Rømmekolle Revival is the untold story of a bacterial culture that was so common and important in Scandinavia that people claim they would not have survived without it. It is the story of a loving and mutually beneficial relationship between bacteria and humans, of peoples connections to the land, of sharing cultures with neighbours and the local community and of the caring for and nurturing the family cow that gave precious milk needed to cultivate the culture.
It is also the story of a culture that almost got lost in modern times through modern living and commercial streamlined production, just like we are rapidly replacing diversity, languages and experiential knowledge for homogenous consumer cultures. It is the tale of a resilient culture that survived because it emigrated with dedicated cultivators on a handkerchief to the promised land of America, where it lived and thrived in exile for over a century till it eventually found its way back to Scandinavia.
Hear the story, taste the culture and help to spread the precious Rømmekolle by learning how to become a cultural activist with artist and gentle activist Eva Bakkeslett.

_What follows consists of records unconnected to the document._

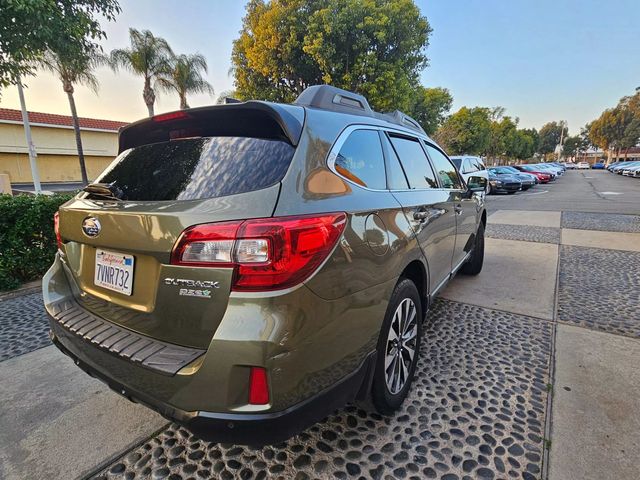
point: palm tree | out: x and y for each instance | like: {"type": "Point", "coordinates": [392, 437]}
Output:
{"type": "Point", "coordinates": [149, 57]}
{"type": "Point", "coordinates": [185, 77]}
{"type": "Point", "coordinates": [76, 70]}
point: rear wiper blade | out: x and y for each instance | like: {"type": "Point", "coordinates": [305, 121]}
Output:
{"type": "Point", "coordinates": [106, 190]}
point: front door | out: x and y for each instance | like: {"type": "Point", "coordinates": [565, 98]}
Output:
{"type": "Point", "coordinates": [465, 208]}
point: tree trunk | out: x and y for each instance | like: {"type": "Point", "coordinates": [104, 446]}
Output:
{"type": "Point", "coordinates": [76, 128]}
{"type": "Point", "coordinates": [148, 95]}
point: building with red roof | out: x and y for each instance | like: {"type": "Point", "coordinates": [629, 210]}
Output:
{"type": "Point", "coordinates": [54, 140]}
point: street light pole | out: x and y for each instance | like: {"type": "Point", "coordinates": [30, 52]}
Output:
{"type": "Point", "coordinates": [561, 139]}
{"type": "Point", "coordinates": [33, 155]}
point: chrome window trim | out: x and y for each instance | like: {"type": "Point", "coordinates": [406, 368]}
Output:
{"type": "Point", "coordinates": [344, 134]}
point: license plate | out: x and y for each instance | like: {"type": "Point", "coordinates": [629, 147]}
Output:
{"type": "Point", "coordinates": [114, 271]}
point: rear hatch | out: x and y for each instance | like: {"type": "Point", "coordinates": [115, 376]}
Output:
{"type": "Point", "coordinates": [212, 165]}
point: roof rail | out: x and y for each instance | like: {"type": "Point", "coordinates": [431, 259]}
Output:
{"type": "Point", "coordinates": [328, 97]}
{"type": "Point", "coordinates": [332, 98]}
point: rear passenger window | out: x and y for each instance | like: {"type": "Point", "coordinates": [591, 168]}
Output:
{"type": "Point", "coordinates": [361, 160]}
{"type": "Point", "coordinates": [414, 162]}
{"type": "Point", "coordinates": [446, 171]}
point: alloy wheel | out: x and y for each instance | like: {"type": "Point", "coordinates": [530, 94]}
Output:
{"type": "Point", "coordinates": [401, 346]}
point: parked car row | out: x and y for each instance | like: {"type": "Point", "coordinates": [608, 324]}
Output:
{"type": "Point", "coordinates": [583, 166]}
{"type": "Point", "coordinates": [510, 179]}
{"type": "Point", "coordinates": [628, 169]}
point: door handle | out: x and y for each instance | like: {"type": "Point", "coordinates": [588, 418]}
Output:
{"type": "Point", "coordinates": [425, 215]}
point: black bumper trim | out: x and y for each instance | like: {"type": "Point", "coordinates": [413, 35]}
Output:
{"type": "Point", "coordinates": [255, 429]}
{"type": "Point", "coordinates": [161, 357]}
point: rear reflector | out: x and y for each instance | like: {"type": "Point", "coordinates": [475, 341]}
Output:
{"type": "Point", "coordinates": [258, 387]}
{"type": "Point", "coordinates": [56, 228]}
{"type": "Point", "coordinates": [267, 253]}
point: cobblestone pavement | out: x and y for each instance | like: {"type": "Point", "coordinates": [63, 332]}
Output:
{"type": "Point", "coordinates": [23, 325]}
{"type": "Point", "coordinates": [475, 411]}
{"type": "Point", "coordinates": [609, 222]}
{"type": "Point", "coordinates": [600, 289]}
{"type": "Point", "coordinates": [523, 232]}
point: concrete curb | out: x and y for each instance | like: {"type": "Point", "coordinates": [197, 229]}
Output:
{"type": "Point", "coordinates": [25, 289]}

Rømmekolle Revival was first shown during the cultural festival Barents Spektakel in Kirkenes 2015. The project was originally financed and co-produced by Pikene på Broen.
Program of events:
Exhibition at Sølvberget Galleri, 11 August till 2 October
16-18 September: The artist will be available in the gallery for questions, stories and cultural sharing.
16 September 6PM-8PM:
Rømmekolle revival – a cultural revelation.
In this performative talk the artist Eva Bakkeslett gives a poetic, informative and entertaining insight into her research about Rømmekolle culture including tales of crying cows and wondrous bacterial collaborations.
17. September 2-5PM
Gut Feeling – Fermenting collaborative cultures:
How can we re-imagine human cultures inspired by microorganisms?

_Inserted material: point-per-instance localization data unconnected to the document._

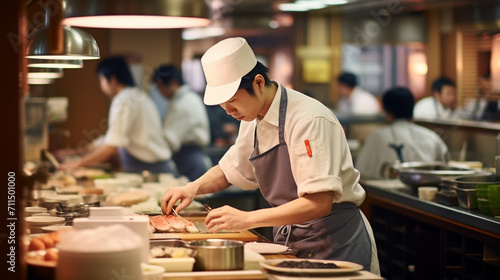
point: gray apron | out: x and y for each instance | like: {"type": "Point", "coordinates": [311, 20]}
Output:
{"type": "Point", "coordinates": [130, 163]}
{"type": "Point", "coordinates": [341, 235]}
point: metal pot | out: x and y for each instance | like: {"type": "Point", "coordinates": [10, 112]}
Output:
{"type": "Point", "coordinates": [416, 174]}
{"type": "Point", "coordinates": [218, 254]}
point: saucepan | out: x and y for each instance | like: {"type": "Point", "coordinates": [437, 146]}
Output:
{"type": "Point", "coordinates": [417, 174]}
{"type": "Point", "coordinates": [218, 254]}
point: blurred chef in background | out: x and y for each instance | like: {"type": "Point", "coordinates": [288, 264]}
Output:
{"type": "Point", "coordinates": [354, 99]}
{"type": "Point", "coordinates": [134, 125]}
{"type": "Point", "coordinates": [401, 140]}
{"type": "Point", "coordinates": [186, 126]}
{"type": "Point", "coordinates": [442, 103]}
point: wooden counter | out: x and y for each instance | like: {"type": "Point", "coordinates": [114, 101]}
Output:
{"type": "Point", "coordinates": [419, 239]}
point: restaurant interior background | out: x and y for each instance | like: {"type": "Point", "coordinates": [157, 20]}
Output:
{"type": "Point", "coordinates": [385, 42]}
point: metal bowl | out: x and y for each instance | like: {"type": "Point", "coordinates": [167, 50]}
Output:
{"type": "Point", "coordinates": [218, 254]}
{"type": "Point", "coordinates": [417, 174]}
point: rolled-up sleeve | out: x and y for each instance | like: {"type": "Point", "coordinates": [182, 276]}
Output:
{"type": "Point", "coordinates": [235, 164]}
{"type": "Point", "coordinates": [323, 170]}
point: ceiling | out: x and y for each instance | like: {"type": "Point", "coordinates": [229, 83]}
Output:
{"type": "Point", "coordinates": [250, 16]}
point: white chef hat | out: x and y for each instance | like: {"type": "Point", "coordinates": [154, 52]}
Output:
{"type": "Point", "coordinates": [224, 64]}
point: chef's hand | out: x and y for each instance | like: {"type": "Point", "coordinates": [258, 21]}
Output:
{"type": "Point", "coordinates": [185, 194]}
{"type": "Point", "coordinates": [227, 218]}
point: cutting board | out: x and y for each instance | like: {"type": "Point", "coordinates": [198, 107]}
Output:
{"type": "Point", "coordinates": [245, 236]}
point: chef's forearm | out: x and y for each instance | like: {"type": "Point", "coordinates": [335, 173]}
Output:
{"type": "Point", "coordinates": [302, 209]}
{"type": "Point", "coordinates": [212, 181]}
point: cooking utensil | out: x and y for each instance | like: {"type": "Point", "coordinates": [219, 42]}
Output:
{"type": "Point", "coordinates": [218, 254]}
{"type": "Point", "coordinates": [416, 174]}
{"type": "Point", "coordinates": [206, 207]}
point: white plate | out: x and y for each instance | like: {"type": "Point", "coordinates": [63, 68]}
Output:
{"type": "Point", "coordinates": [266, 248]}
{"type": "Point", "coordinates": [344, 267]}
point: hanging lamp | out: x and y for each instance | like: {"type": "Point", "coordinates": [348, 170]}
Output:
{"type": "Point", "coordinates": [55, 41]}
{"type": "Point", "coordinates": [137, 14]}
{"type": "Point", "coordinates": [55, 63]}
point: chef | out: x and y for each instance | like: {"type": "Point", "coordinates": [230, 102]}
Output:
{"type": "Point", "coordinates": [442, 103]}
{"type": "Point", "coordinates": [401, 140]}
{"type": "Point", "coordinates": [186, 125]}
{"type": "Point", "coordinates": [291, 147]}
{"type": "Point", "coordinates": [134, 126]}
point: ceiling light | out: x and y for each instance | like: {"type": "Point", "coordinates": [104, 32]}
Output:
{"type": "Point", "coordinates": [40, 81]}
{"type": "Point", "coordinates": [77, 44]}
{"type": "Point", "coordinates": [301, 6]}
{"type": "Point", "coordinates": [137, 14]}
{"type": "Point", "coordinates": [202, 32]}
{"type": "Point", "coordinates": [44, 73]}
{"type": "Point", "coordinates": [55, 63]}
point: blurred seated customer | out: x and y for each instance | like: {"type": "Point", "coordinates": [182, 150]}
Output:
{"type": "Point", "coordinates": [354, 99]}
{"type": "Point", "coordinates": [442, 103]}
{"type": "Point", "coordinates": [401, 140]}
{"type": "Point", "coordinates": [134, 125]}
{"type": "Point", "coordinates": [186, 125]}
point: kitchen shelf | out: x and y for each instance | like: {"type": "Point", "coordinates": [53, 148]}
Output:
{"type": "Point", "coordinates": [412, 234]}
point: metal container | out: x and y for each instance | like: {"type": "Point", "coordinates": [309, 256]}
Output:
{"type": "Point", "coordinates": [467, 198]}
{"type": "Point", "coordinates": [218, 254]}
{"type": "Point", "coordinates": [417, 174]}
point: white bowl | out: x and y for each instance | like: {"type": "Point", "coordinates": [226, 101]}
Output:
{"type": "Point", "coordinates": [174, 264]}
{"type": "Point", "coordinates": [31, 210]}
{"type": "Point", "coordinates": [55, 228]}
{"type": "Point", "coordinates": [152, 272]}
{"type": "Point", "coordinates": [43, 221]}
{"type": "Point", "coordinates": [111, 185]}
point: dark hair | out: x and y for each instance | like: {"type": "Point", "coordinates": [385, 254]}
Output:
{"type": "Point", "coordinates": [116, 66]}
{"type": "Point", "coordinates": [247, 80]}
{"type": "Point", "coordinates": [399, 101]}
{"type": "Point", "coordinates": [348, 79]}
{"type": "Point", "coordinates": [438, 84]}
{"type": "Point", "coordinates": [166, 73]}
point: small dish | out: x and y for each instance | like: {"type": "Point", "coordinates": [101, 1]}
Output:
{"type": "Point", "coordinates": [174, 264]}
{"type": "Point", "coordinates": [344, 267]}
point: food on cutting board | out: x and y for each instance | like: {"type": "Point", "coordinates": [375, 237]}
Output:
{"type": "Point", "coordinates": [127, 198]}
{"type": "Point", "coordinates": [171, 223]}
{"type": "Point", "coordinates": [171, 252]}
{"type": "Point", "coordinates": [307, 264]}
{"type": "Point", "coordinates": [42, 248]}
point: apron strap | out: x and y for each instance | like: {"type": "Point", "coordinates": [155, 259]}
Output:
{"type": "Point", "coordinates": [282, 115]}
{"type": "Point", "coordinates": [281, 119]}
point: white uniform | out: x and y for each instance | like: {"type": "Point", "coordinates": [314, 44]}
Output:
{"type": "Point", "coordinates": [306, 119]}
{"type": "Point", "coordinates": [186, 121]}
{"type": "Point", "coordinates": [134, 124]}
{"type": "Point", "coordinates": [430, 108]}
{"type": "Point", "coordinates": [361, 102]}
{"type": "Point", "coordinates": [419, 144]}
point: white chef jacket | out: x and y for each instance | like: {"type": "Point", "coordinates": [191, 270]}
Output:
{"type": "Point", "coordinates": [361, 102]}
{"type": "Point", "coordinates": [419, 144]}
{"type": "Point", "coordinates": [430, 108]}
{"type": "Point", "coordinates": [134, 124]}
{"type": "Point", "coordinates": [186, 122]}
{"type": "Point", "coordinates": [330, 168]}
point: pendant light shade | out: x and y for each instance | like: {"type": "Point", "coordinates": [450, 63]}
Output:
{"type": "Point", "coordinates": [77, 44]}
{"type": "Point", "coordinates": [137, 14]}
{"type": "Point", "coordinates": [55, 63]}
{"type": "Point", "coordinates": [44, 73]}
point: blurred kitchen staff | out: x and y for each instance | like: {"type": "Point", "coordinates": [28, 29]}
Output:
{"type": "Point", "coordinates": [354, 99]}
{"type": "Point", "coordinates": [291, 147]}
{"type": "Point", "coordinates": [400, 140]}
{"type": "Point", "coordinates": [186, 125]}
{"type": "Point", "coordinates": [134, 126]}
{"type": "Point", "coordinates": [442, 103]}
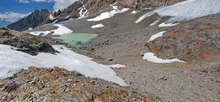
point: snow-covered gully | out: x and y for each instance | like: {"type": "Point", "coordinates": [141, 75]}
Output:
{"type": "Point", "coordinates": [13, 61]}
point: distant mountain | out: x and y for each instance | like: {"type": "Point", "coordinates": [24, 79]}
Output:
{"type": "Point", "coordinates": [83, 8]}
{"type": "Point", "coordinates": [38, 17]}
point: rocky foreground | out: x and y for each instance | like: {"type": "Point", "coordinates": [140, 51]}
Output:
{"type": "Point", "coordinates": [58, 85]}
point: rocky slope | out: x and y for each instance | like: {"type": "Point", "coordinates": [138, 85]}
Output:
{"type": "Point", "coordinates": [25, 42]}
{"type": "Point", "coordinates": [190, 41]}
{"type": "Point", "coordinates": [37, 18]}
{"type": "Point", "coordinates": [95, 7]}
{"type": "Point", "coordinates": [58, 85]}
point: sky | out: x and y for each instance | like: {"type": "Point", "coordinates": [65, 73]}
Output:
{"type": "Point", "coordinates": [13, 10]}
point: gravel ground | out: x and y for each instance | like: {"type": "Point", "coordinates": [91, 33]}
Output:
{"type": "Point", "coordinates": [122, 41]}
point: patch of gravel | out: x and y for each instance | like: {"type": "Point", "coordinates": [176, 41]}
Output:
{"type": "Point", "coordinates": [58, 85]}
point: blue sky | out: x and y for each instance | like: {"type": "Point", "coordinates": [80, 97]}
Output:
{"type": "Point", "coordinates": [13, 10]}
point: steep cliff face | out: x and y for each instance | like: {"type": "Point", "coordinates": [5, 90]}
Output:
{"type": "Point", "coordinates": [38, 17]}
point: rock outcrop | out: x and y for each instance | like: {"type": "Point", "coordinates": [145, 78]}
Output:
{"type": "Point", "coordinates": [37, 18]}
{"type": "Point", "coordinates": [58, 85]}
{"type": "Point", "coordinates": [194, 40]}
{"type": "Point", "coordinates": [95, 7]}
{"type": "Point", "coordinates": [25, 42]}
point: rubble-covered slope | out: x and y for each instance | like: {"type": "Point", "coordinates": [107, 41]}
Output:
{"type": "Point", "coordinates": [192, 40]}
{"type": "Point", "coordinates": [58, 85]}
{"type": "Point", "coordinates": [25, 42]}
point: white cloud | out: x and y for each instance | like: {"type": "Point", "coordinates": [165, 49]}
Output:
{"type": "Point", "coordinates": [59, 4]}
{"type": "Point", "coordinates": [12, 16]}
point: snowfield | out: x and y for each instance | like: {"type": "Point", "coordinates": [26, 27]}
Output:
{"type": "Point", "coordinates": [59, 31]}
{"type": "Point", "coordinates": [107, 15]}
{"type": "Point", "coordinates": [167, 25]}
{"type": "Point", "coordinates": [13, 61]}
{"type": "Point", "coordinates": [187, 10]}
{"type": "Point", "coordinates": [97, 26]}
{"type": "Point", "coordinates": [155, 36]}
{"type": "Point", "coordinates": [152, 58]}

In this workshop you will gain insight into how fermentation can be a method for re-imagining sustainable human cultures in theory and practice and help redefine our role as humans to deal with the many challenges we are now facing in the world.

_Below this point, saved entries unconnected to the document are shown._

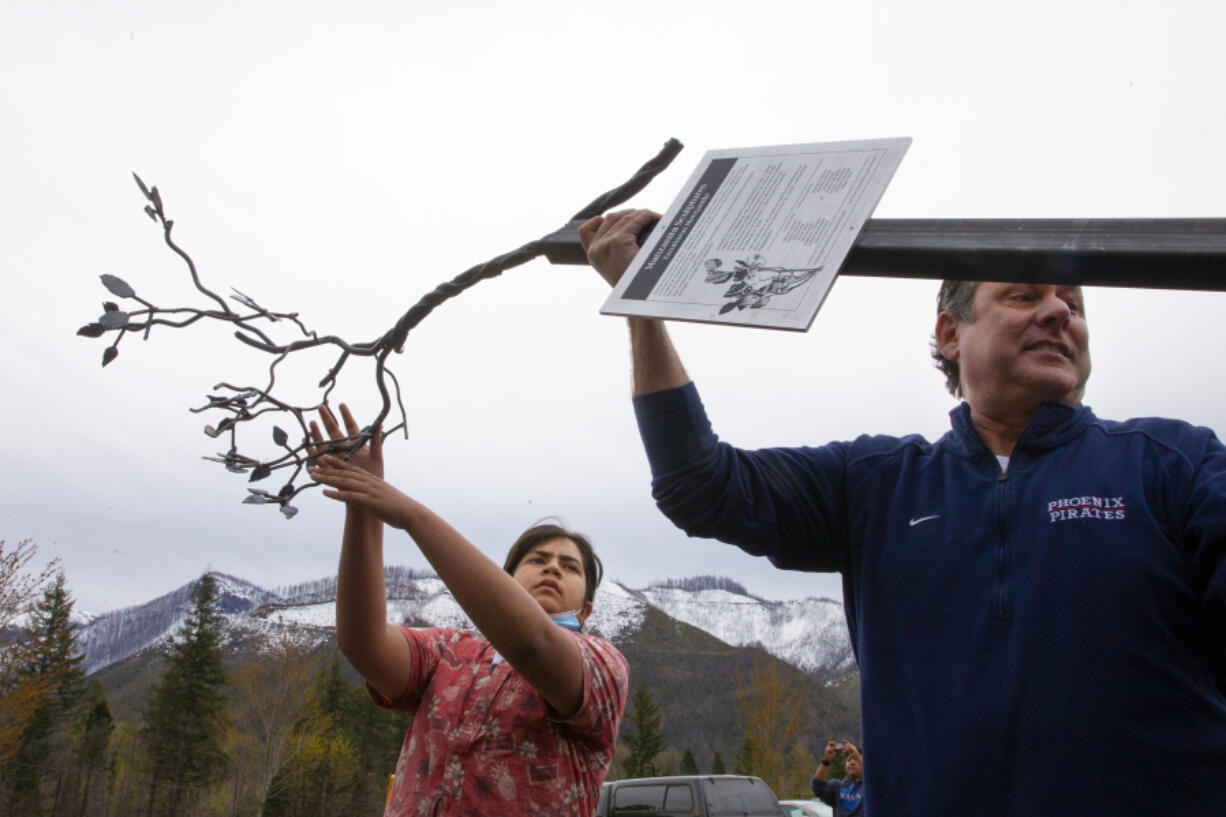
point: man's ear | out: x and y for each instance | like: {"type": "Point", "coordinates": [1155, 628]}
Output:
{"type": "Point", "coordinates": [947, 336]}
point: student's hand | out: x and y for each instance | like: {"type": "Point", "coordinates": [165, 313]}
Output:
{"type": "Point", "coordinates": [829, 755]}
{"type": "Point", "coordinates": [368, 458]}
{"type": "Point", "coordinates": [612, 241]}
{"type": "Point", "coordinates": [358, 487]}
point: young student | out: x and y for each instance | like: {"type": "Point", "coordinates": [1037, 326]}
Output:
{"type": "Point", "coordinates": [519, 717]}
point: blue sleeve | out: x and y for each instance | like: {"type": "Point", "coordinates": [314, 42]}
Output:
{"type": "Point", "coordinates": [825, 790]}
{"type": "Point", "coordinates": [1205, 529]}
{"type": "Point", "coordinates": [785, 503]}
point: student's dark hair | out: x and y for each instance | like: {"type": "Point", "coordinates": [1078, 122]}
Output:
{"type": "Point", "coordinates": [544, 530]}
{"type": "Point", "coordinates": [956, 298]}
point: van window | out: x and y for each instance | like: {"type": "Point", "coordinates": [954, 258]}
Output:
{"type": "Point", "coordinates": [738, 797]}
{"type": "Point", "coordinates": [657, 797]}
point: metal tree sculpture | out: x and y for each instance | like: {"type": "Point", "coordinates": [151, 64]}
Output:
{"type": "Point", "coordinates": [242, 404]}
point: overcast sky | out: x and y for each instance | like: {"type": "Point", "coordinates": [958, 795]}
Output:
{"type": "Point", "coordinates": [341, 161]}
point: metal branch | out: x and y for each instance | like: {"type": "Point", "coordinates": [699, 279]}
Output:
{"type": "Point", "coordinates": [245, 404]}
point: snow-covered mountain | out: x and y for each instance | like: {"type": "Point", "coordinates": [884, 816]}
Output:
{"type": "Point", "coordinates": [807, 633]}
{"type": "Point", "coordinates": [114, 636]}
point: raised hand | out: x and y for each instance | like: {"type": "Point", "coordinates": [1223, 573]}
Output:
{"type": "Point", "coordinates": [368, 458]}
{"type": "Point", "coordinates": [359, 487]}
{"type": "Point", "coordinates": [612, 241]}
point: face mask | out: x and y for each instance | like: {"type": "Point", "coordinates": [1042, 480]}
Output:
{"type": "Point", "coordinates": [568, 620]}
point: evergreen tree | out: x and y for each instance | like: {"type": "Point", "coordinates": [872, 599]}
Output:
{"type": "Point", "coordinates": [185, 710]}
{"type": "Point", "coordinates": [743, 763]}
{"type": "Point", "coordinates": [646, 739]}
{"type": "Point", "coordinates": [57, 659]}
{"type": "Point", "coordinates": [21, 696]}
{"type": "Point", "coordinates": [93, 740]}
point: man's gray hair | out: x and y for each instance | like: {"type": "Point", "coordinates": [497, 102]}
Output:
{"type": "Point", "coordinates": [956, 298]}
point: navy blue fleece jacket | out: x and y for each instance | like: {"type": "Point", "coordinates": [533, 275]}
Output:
{"type": "Point", "coordinates": [1051, 638]}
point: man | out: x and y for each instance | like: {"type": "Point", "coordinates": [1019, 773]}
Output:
{"type": "Point", "coordinates": [846, 796]}
{"type": "Point", "coordinates": [1037, 600]}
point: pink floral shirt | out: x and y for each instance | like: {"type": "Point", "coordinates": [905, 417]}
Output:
{"type": "Point", "coordinates": [484, 744]}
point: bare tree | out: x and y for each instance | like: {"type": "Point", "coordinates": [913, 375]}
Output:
{"type": "Point", "coordinates": [240, 404]}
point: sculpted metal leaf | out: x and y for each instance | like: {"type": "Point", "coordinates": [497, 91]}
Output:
{"type": "Point", "coordinates": [117, 286]}
{"type": "Point", "coordinates": [117, 319]}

We will explore the creative capacity and aesthetic beauty of bacteria, and become cultural activists by learning how to care for and share bacterial cultures. Collectively we will map our social fermentation process to make some guidelines for future navigation.
An esthetic, philosophical and practical experience!
18 September 11AM and 1PM
How you can become a cultural activist!
30 min. crash course in reviving and caring for bacterial cultures. An informal and practical introduction to intercultural practices. You will receive your very own Rømmekolle culture.
Eva Bakkeslett is an artist, filmmaker and gentle activist, exploring the potential for social change through gentle actions and subtle mind-shifts. Her socially engaged practice often combines film, participatory events and workshops; She frequently collaborates with other artist, activists, scientist and engaged people in her work. Eva creates spaces and experiences that challenge our thinking and unravel new narratives that inspire and engage us to make sense of and embody sustainable and thriving ways. By revealing and reclaiming forgotten or rejected practices, concepts and cultures her work directs our attention to the patterns that connect us to the earth as a living organism. Eva lives in North Norway and shows, lectures and performs her work worldwide. She has an MA in Art & Ecology from Dartington College of Art in England.